El cartel de la comisaría frente a la discoteca Boite Center donde hubo un tiroteo en la madrugada de este domingo - MAYA BALANYA

«Si no ponen más policías, Azca se va a convertir en la jungla»

La preocupación de vecinos y comerciantes por la seguridad del barrio crece tras producirse un tiroteo recién instaladas las 55 cámaras de videovigilancia en el entorno del centro financiero

MadridActualizado:

Apenas diez metros separan una comisaría de la Policía Nacional, con la persiana metálica bajada, de la discoteca Boite Center, en los pasadizos subterráneos de Azca, donde en la madrugada de este domingo se ha producido el primer episodio violento tras la instalación de 55 cámaras de videovigilancia en el perímetro del centro financiero de Madrid. Una medida que exigen vecinos y comerciantes del barrio para frenar las distintas reyertas que se suceden a menudo. «No entiendo por qué han cerrado esa comisaría. Si no ponen más policías a patrullar y más cámaras de videovigilancia, esta zona se va a convertir en la jungla», se queja un empleado de una tienda de ropa de marca contigua.

De día, los subterráneos de Azca tienen un aspecto lúgubre y desolador. Por la noche, esos mismos pasadizos se llenan de ambiente festivo y música latina. Pero muchas de estas celebraciones terminan con altercados. «Vivo en Modesto Lafuente desde que me casé hace 60 años. Desde hace unos diez o quince años, la zona ha cambiado mucho», narra Fidel, de 92 años. «Se ha llenado de discotecas de latinos y tiendas eróticas. Está todo eso muy revuelto últimamente. La única manera de aplacar las peleas es poniendo medidas disuasorias, lo de las cámaras era muy necesario», arguye.

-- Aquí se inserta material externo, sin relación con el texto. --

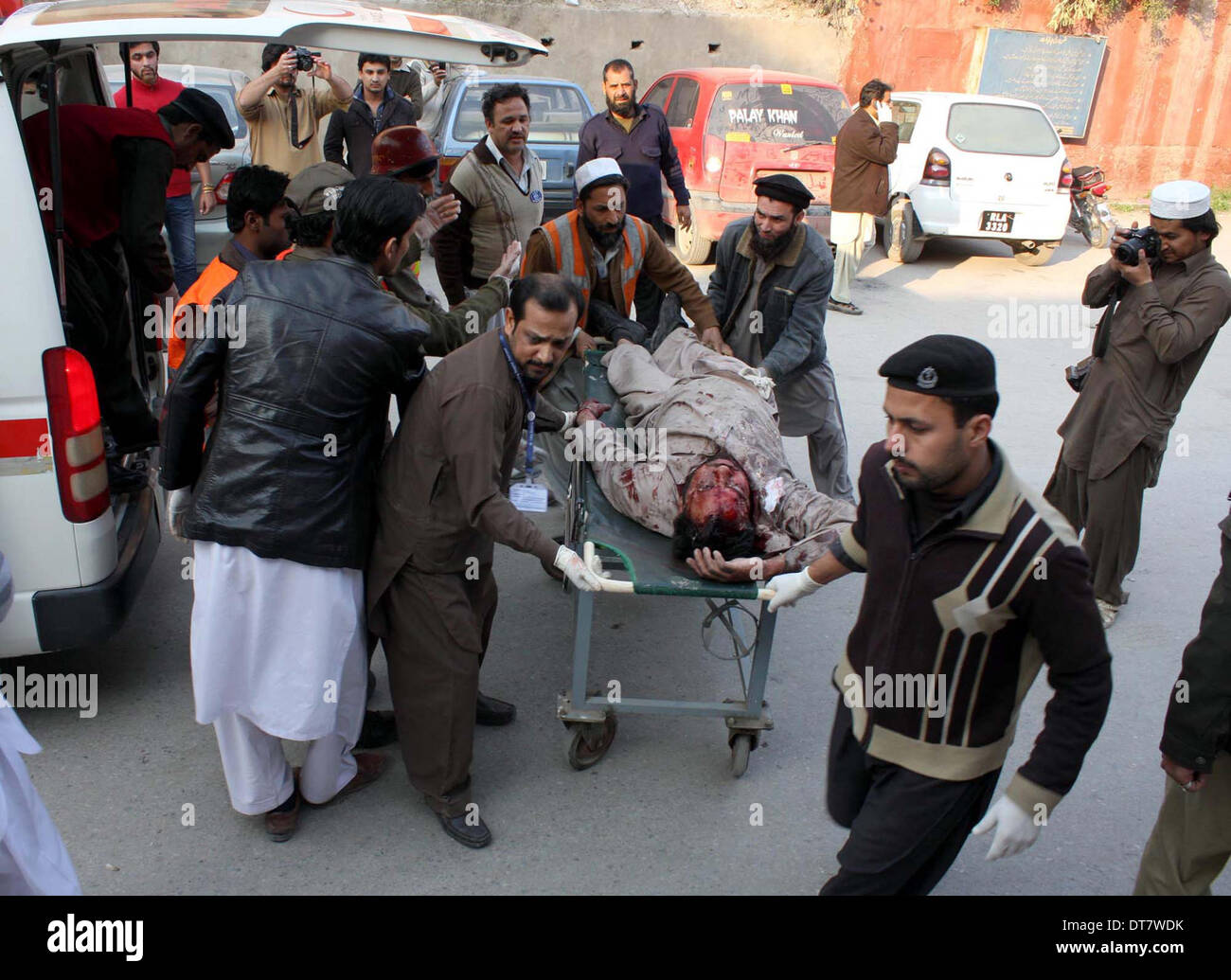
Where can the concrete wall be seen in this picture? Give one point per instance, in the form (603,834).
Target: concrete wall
(599,29)
(1158,112)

 La aprobación de la instalación de las cámaras -55 en total- se produjo a finales de 2014 a petición del Ayuntamiento, entonces gobernado por el PP. El sistema de vigilancia cubre el entorno delimitado por las calles Orense, General Perón, paseo de la Castellana y Raimundo Fernández-Villaverde, corazón financiero de la capital que además cuenta con zonas de ocio en sus bajos. Todas estas zonas son escenarios, una semana sí y otra también, de reyertas.

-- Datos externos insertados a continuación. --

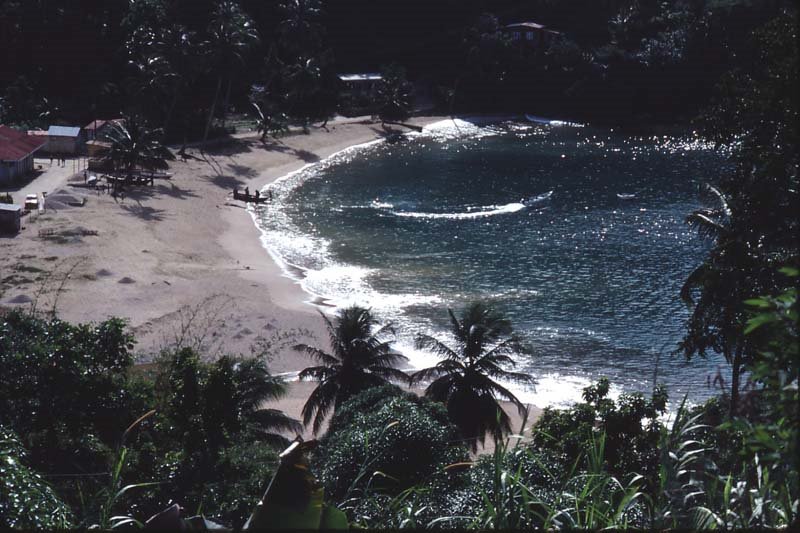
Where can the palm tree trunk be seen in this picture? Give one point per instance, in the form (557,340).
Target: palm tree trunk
(213,108)
(735,378)
(227,100)
(171,109)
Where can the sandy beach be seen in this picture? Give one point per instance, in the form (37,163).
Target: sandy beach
(181,261)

Uno de los carteles que advierte de que Azca está videovigilada
Uno de los carteles que advierte de que Azca está videovigilada- MAYA BALANYA

Integrado en el Sistema de Centralización de Vídeo del Ayuntamiento (Cisevi), será gestionado por la Policía Municipal y tendrá dos puntos de control: uno en el Centro de Control de Alumbrado de AZCA y otro centralizado en la sede de la calle Albarracín 31. Sólo policías municipales debidamente formados podrán acceder al visionado de las imágenes en tiempo real.

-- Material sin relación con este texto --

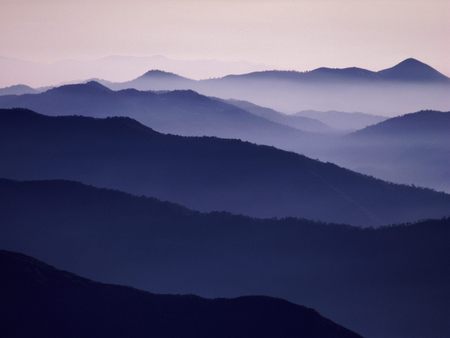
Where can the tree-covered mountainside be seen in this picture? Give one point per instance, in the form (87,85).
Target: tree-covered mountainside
(203,173)
(387,282)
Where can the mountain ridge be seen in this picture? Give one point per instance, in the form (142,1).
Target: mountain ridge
(38,293)
(228,175)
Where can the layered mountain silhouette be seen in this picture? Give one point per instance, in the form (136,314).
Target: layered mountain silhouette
(408,86)
(412,70)
(203,173)
(303,123)
(423,124)
(411,149)
(388,282)
(56,303)
(182,112)
(343,121)
(17,90)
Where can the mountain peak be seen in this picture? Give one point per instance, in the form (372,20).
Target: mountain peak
(412,70)
(157,73)
(90,86)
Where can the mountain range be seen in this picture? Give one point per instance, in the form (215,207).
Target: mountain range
(342,121)
(203,173)
(410,149)
(181,112)
(408,86)
(391,282)
(51,301)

La estructura laberíntica del entorno, convierte estos locales en cobijo para delincuentes, que encuentran en las galerías de Azca el lugar perfecto para el contrabando y los ajustes de cuentas. «No me parece mal que haya discotecas en los bajos, porque encima solo hay oficinas y no molesta a nadie, pero siempre y cuando se mantenga la seguridad en el barrio», opina Bruno Gracio, padre de una niña. «Hemos vivido mucho tiempo en Holanda, y allí hay cámaras por cada rincón. La gente se siente segura y no se preocupa de nada más. Si te pasa algo en la calle, e incluso con tu coche, en seguida pueden identificar a los agresores. Y así es más fácil de resolver», añade.

Excepto un trabajador de una discoteca que limpia los restos de la fiesta de anoche, pocos se atreven a pasar por esos pasillos a menos que se vean obligados por las circunstancias. «De noche no me atrevo a andar por ahí», dice María Lascas, mientras pasea a su bebé. «Con las cámaras se renuncia un poco a la privacidad, pero cuando tienes niños, priorizas la seguridad», concluye.